What is psychoanalysis?
In a nutshell, psychoanalysis relies on language, mainly speech, as its method of investigation. Psychoanalysis is about understanding the relationship between consciousness and the unconscious. The study of psychoanalysis is in many ways the study of the unconscious, it is never really complete. It is believed that we do not have immediate access to the unconscious––that it is hidden. To be conscious means to be awake and to be aware; it also means to develop a sense of who you are, what your thoughts, aspirations and desires are and how aware you are of their functioning. Freud started the work on the unconsciousness, Lacan took up many of his groundbreaking work on the unconscious; they have each put forward a number of ways in which the mechanisms that keep the unconscious together can be uncovered. If, as Lacan says, the unconscious is structured [in the most radical way] like a language, then it is precisely through language where we can learn to probe, question, interrogate and uncover the processes that hold the unconscious in place. I find Wittgenstein and Derrida’s work in this area enormously insightful.Psychoanalysis is about a questioning; a questioning that takes place through language—speech, the imagination and writing—and this means that every aspect, every process is put through a questioning. Psychoanalysis is also an intellectual field and its body of work provides useful and fruitful conceptual tools for writers, artists and intellectuals who are drawing from their life experience and making connections between their consciousness, their artistic skill, their unconscious, and projecting on a canvas or a page, the extent of what they themselves cannot address, fully, in their day-to-day speech.
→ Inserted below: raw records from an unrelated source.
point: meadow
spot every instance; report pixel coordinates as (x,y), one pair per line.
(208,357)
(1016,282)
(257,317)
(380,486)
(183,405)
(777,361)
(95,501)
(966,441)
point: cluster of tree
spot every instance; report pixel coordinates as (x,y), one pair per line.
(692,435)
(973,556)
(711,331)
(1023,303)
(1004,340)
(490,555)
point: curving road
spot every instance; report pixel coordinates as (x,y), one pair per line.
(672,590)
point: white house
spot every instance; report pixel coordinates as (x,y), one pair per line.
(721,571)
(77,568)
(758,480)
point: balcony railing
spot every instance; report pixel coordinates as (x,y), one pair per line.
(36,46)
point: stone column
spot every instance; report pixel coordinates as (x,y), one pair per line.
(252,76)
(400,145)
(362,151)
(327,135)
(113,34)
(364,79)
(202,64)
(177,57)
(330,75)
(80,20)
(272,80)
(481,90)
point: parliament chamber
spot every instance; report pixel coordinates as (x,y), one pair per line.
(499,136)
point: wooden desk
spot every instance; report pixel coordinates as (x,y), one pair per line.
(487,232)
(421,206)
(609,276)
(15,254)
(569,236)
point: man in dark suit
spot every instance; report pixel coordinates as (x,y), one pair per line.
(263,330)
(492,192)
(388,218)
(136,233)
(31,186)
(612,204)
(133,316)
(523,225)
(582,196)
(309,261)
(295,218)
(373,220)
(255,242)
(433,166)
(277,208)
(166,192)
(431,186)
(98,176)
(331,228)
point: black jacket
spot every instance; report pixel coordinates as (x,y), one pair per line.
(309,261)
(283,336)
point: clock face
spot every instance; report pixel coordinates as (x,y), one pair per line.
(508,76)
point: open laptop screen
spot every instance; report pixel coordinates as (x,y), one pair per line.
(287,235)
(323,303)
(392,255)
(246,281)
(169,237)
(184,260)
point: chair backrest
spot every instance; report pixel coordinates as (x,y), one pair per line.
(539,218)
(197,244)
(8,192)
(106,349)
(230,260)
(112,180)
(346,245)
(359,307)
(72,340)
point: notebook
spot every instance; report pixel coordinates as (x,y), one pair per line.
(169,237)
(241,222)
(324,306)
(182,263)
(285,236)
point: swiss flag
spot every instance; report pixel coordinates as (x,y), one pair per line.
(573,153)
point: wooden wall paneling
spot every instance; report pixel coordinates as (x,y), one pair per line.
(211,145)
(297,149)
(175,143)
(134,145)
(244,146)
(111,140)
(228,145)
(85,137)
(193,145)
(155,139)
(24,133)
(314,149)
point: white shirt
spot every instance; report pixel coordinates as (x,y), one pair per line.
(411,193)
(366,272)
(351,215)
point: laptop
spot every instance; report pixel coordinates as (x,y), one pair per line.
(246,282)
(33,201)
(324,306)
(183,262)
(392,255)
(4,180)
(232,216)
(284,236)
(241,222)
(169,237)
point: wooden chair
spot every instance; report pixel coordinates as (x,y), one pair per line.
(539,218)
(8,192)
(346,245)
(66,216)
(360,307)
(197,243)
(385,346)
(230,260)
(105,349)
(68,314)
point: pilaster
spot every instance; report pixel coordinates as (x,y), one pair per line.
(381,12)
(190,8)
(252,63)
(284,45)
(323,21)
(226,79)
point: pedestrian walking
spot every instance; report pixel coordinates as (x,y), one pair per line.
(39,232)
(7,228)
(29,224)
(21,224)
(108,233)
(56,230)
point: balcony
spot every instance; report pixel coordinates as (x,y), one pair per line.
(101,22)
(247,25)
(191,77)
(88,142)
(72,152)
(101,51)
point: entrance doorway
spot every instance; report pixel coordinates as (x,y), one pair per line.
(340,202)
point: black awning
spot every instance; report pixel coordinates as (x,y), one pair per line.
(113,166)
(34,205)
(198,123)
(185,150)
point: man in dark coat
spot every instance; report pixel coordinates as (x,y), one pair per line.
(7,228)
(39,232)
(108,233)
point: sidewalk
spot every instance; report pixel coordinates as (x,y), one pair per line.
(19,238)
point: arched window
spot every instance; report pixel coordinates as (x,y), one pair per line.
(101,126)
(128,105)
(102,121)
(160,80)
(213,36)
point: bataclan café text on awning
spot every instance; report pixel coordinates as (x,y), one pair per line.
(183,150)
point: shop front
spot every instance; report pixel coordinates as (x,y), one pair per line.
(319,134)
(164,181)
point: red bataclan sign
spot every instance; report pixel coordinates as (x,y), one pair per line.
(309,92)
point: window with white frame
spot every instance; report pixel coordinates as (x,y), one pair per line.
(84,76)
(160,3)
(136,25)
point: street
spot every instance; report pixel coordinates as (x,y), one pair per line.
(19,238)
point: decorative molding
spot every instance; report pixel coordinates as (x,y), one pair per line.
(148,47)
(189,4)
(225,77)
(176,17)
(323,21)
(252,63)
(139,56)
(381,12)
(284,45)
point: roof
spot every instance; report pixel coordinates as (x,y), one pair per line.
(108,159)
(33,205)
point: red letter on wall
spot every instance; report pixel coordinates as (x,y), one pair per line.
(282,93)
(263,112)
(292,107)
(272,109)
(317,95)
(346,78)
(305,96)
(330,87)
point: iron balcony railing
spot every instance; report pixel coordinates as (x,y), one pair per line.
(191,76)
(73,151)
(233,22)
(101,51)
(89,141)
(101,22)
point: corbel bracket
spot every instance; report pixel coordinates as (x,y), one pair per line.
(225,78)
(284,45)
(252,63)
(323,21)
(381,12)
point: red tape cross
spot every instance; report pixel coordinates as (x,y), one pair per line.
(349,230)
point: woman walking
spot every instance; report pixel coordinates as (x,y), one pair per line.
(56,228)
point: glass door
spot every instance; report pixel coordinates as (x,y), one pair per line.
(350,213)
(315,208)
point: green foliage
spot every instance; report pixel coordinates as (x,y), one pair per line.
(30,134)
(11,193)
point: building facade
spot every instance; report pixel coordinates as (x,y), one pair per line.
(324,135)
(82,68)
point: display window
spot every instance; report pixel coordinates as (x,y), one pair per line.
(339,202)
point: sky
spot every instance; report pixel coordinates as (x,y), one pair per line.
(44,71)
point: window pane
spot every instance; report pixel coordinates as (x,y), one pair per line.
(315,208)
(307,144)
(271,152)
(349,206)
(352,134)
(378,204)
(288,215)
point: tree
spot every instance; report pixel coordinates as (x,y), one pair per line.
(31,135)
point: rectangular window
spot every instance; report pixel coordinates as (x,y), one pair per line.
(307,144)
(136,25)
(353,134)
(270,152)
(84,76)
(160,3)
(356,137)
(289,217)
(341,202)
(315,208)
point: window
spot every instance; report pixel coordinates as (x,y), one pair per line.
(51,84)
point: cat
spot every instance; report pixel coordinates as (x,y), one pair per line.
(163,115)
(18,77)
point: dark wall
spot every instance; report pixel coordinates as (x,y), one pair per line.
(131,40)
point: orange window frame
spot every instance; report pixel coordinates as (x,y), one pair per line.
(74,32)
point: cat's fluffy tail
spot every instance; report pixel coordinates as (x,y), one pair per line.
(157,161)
The conceptual tools which psychoanalysis provide allows many writers, scholars and artists to probe the limits of language: through speech, writing and the imagination, which is often represented in images.

A personal story
In 1973 my family, along with a quarter of a million of District Six residents, were forcibly removed from District Six, our ancestral home. The government had since the 1960s introduced various Acts, one of which was the Forced Removals Act, allowing them to forcibly remove us from District Six– which was slightly outside of the central business district and for which they had other plans. Every year after that on the same day, August 4th, I would break out in hives. For years my friends would joke about how I was trained in psychoanalysis yet could not find a cure to my annual psychosomatic hives. One day, feeling rather restess in Toronto (it was my first year there and I now had to confront many issues in my life) I sat down and wrote a story on District Six, as I remembered it as a child. I was now living outside of South Africa and not sure how to live in a world that seemed so devoid of struggle . . . well as I knew it. Be that as it may, one of my friends used my office for the afternoon; she spotted the story, read it and asked me to kindly give it to her as she wanted to take it to Fireweed for publication. It was published shortly after and I never saw my annual hives again. A year later Fireweed submitted my story to McClelland and Stewart as one of their best, to be judged along with hundreds of others by a blind jury. In 1992, “No Rosa, No District Six,” won “The Journey Prize: Best Short Fiction in Canada, 1992. These days I teach a number of different writing workshops and creative writing courses; I often share this story with students. One of my favourite writing workshops is titled, “Writing Memory, Writing the Body.” I urge students to keep a journal. Writing has a way of bringing consciousness to its brink; visibilising memories, transferring mental images to the page. Many choose to rewrite some of the events in their lives; others choose a path where upon they build on these memories because they provide gateways to consciousness and the unconscious.